Assim, utilizamos os periódicos juntamente com outras fontes, buscando, através desses “pedaços de significação”, rastros que possam nos ajudar a encontrar os trabalhadores escravos no mundo do trabalho de Manaus, na segunda metade do século XIX. Marialva Barbosa completa afirmando que: Sendo uma instituição que ampliava os debates políticos que ocupavam os múltiplos espaços públicos da cidade, os jornais se constituíam também como arenas para as polêmicas que se multiplicavam por aqueles dias. Falando uns para os outros, uns com os outros, a imprensa e os jornalistas criavam uma espécie de teatralização da política e dos temas do cotidiano48.

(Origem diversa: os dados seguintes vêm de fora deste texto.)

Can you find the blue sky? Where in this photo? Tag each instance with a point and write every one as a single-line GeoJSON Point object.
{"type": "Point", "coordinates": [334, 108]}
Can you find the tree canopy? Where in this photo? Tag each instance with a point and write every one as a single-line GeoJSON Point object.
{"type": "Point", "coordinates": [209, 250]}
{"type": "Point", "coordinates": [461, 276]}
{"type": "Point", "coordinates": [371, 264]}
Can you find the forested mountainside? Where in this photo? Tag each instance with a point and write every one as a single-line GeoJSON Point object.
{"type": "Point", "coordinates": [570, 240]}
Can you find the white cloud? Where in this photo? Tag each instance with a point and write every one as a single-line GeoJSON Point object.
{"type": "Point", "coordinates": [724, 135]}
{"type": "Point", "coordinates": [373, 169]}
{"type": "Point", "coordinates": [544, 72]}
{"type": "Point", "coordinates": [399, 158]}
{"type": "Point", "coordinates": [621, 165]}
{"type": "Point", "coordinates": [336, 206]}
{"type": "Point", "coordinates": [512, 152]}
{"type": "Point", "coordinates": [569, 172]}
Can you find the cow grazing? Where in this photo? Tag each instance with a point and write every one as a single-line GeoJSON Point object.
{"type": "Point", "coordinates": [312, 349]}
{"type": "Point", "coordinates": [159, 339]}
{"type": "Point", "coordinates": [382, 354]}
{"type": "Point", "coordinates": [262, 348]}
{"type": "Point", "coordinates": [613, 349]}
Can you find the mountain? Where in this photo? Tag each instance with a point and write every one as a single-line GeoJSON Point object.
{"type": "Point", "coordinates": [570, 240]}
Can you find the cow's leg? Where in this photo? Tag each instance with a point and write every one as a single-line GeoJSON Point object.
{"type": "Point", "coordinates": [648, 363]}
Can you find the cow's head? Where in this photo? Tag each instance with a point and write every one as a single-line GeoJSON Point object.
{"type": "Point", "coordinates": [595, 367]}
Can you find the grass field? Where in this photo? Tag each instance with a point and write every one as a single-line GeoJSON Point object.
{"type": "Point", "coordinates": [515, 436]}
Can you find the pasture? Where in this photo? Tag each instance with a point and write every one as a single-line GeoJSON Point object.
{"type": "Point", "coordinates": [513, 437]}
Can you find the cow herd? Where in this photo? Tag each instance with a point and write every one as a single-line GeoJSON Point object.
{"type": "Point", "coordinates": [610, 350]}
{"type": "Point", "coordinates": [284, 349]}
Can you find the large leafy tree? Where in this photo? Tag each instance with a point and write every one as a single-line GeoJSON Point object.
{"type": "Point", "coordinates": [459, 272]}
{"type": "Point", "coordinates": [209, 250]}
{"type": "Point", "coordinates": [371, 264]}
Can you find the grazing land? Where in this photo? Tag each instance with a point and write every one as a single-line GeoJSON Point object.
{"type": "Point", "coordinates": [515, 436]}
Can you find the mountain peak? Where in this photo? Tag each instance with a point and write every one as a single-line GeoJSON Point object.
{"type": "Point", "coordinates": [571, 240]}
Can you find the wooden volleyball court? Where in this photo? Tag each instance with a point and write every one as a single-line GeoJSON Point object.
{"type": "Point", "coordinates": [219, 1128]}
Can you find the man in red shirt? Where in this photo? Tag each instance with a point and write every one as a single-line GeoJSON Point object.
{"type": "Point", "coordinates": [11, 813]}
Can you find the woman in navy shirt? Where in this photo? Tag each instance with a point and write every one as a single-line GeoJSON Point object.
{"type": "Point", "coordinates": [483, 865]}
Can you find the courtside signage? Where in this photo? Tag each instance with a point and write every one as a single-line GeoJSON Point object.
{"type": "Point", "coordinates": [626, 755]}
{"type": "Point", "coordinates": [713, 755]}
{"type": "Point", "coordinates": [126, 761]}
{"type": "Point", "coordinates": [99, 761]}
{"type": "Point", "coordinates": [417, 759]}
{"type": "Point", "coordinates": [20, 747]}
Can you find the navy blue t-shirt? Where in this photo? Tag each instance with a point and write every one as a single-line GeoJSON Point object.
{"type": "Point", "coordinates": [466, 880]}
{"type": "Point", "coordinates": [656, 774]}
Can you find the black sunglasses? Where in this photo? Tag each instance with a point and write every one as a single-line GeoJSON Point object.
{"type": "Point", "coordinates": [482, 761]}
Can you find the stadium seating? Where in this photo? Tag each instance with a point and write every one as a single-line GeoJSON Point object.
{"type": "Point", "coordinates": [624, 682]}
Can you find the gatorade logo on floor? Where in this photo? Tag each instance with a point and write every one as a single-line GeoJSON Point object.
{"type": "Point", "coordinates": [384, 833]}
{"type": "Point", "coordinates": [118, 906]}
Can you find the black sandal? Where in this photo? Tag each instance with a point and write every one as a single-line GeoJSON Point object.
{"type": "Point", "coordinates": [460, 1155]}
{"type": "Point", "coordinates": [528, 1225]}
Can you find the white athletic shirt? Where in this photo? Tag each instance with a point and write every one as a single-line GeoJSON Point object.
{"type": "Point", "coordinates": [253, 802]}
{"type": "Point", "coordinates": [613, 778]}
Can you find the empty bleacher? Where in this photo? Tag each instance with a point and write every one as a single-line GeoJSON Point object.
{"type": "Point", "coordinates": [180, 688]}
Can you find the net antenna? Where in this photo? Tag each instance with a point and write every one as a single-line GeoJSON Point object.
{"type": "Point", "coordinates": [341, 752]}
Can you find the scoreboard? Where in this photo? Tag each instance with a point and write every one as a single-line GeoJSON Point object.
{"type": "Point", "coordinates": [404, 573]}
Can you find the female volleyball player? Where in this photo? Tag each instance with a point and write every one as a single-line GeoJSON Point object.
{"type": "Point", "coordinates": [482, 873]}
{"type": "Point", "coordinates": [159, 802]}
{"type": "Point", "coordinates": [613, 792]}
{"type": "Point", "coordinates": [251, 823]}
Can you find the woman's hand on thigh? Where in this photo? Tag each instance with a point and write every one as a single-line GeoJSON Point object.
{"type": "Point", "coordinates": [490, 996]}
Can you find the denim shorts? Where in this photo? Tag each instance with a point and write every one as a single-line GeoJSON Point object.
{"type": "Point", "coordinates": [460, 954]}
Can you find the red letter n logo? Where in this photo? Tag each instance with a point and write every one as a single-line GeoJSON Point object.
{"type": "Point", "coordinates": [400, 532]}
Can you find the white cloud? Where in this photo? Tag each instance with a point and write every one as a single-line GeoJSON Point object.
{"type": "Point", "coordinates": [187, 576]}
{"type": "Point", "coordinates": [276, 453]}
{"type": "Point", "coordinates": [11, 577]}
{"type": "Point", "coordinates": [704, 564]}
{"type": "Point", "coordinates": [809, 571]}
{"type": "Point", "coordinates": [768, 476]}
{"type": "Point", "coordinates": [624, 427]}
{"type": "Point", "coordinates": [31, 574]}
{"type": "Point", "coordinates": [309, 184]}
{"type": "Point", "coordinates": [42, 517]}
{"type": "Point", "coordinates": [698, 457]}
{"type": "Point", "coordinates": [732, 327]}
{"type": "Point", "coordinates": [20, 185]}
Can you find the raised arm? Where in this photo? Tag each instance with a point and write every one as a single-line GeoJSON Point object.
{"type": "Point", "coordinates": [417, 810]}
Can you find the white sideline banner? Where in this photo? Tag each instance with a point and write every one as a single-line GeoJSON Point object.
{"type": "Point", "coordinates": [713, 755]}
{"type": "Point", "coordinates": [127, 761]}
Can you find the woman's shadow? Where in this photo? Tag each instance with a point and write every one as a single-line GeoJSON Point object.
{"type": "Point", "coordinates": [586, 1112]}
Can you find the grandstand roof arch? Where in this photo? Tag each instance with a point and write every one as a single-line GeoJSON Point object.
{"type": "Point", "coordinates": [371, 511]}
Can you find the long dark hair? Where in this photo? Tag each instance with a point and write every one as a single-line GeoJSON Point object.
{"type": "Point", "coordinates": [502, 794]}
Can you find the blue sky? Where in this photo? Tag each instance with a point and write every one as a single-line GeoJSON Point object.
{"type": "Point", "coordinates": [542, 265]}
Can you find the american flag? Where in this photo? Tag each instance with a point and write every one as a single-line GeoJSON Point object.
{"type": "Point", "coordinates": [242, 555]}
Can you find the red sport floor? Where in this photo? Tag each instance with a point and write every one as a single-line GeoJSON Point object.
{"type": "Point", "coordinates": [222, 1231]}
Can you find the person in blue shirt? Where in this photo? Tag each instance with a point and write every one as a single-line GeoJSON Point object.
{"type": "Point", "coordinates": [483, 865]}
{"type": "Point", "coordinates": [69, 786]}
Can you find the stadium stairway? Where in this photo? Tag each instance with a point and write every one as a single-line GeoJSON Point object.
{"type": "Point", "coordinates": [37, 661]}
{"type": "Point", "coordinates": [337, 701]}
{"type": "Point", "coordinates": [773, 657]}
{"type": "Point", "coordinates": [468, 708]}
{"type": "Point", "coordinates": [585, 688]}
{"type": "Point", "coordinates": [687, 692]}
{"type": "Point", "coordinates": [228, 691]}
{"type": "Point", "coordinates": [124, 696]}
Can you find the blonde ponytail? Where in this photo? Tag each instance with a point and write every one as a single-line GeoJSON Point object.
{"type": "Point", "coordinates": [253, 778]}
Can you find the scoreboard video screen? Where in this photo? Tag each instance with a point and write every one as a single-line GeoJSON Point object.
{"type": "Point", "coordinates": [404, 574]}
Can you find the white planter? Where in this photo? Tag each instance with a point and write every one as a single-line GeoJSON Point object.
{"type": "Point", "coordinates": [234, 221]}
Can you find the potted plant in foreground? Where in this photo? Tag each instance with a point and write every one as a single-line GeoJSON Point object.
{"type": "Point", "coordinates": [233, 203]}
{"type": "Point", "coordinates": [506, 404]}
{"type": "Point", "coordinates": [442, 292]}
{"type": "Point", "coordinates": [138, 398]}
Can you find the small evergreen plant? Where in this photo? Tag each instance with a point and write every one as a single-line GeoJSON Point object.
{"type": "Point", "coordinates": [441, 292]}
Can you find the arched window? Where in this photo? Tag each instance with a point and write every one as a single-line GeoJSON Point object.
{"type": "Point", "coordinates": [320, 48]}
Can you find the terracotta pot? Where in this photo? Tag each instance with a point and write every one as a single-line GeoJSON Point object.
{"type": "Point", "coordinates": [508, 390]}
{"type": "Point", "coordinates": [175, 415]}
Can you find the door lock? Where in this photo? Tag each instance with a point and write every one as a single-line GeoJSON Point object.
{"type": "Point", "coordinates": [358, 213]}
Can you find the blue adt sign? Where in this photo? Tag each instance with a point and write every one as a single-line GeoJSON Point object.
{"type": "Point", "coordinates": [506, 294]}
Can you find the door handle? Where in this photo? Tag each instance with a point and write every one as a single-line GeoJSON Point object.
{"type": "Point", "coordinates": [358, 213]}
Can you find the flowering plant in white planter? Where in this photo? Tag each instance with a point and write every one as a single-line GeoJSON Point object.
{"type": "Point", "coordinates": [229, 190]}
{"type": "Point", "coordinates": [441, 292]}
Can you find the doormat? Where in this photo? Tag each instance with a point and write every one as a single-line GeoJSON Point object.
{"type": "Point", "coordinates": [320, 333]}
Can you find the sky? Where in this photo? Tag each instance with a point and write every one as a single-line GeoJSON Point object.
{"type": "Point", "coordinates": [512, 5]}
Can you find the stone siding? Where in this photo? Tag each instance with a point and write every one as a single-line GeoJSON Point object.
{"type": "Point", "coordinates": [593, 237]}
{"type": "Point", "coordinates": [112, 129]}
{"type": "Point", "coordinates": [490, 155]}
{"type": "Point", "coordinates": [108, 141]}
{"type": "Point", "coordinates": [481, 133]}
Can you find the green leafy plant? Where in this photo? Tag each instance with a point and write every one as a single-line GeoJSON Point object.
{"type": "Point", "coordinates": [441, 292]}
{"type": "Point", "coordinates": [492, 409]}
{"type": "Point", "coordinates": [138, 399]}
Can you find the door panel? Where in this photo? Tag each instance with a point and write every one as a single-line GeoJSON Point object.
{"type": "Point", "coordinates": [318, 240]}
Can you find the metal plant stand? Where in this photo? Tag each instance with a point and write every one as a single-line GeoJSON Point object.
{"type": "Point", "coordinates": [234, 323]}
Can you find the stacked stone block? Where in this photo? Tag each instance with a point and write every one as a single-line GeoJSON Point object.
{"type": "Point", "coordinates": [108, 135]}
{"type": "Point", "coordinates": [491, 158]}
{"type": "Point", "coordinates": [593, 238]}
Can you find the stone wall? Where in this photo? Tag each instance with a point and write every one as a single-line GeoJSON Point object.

Nesse sentido, os anúncios publicados nesses períodos configuram-se como um rico documento histórico, pois, pelas informações que fazem circular, pelas ofertas de produtos e serviços, permitem-nos acionar não só um universo material específico, como também as preocupações presentes num determinado grupo social de uma dada época. Helena Nagamine Brandão salienta que “esse gênero do discurso torna-se material interessante para apreender aspectos da vida social de uma determinada comunidade discursiva”49. Afirmando ainda que a temática da escravidão emerge nos anúncios: (...) emerge como objeto de discurso e representação sígnica de um modo de viver, pensar o mundo, refletindo e refratando não só o quotidiano, o universo das pequenas informações que circulam na rede tecida pelas práticas de linguagem, mas também todo um quadro social, político e ideológico50.

46

SCHWARCZ, Lilia M. Retrato em branco e negro: jornais, escravos e cidadãos em São Paulo no final do século XIX. São Paulo: Companhia das Letras, 2001, pp. 17. 47 Idem. p. 9/10. 48 BARBOSA, Marialva. História Cultural da Imprensa: Brasil, 1800-1900. Rio de Janeiro: Maud X, 2010, pp. 13. 49 BRANDÃO, Helena Nagamine. Escravos em anúncios de jornais brasileiros do século XIX: discurso e ideologia. Estudos Lingüísticos XXXIII, São Paulo, pp.694-700, 2004, pp. 694. 50 Idem. pp. 694.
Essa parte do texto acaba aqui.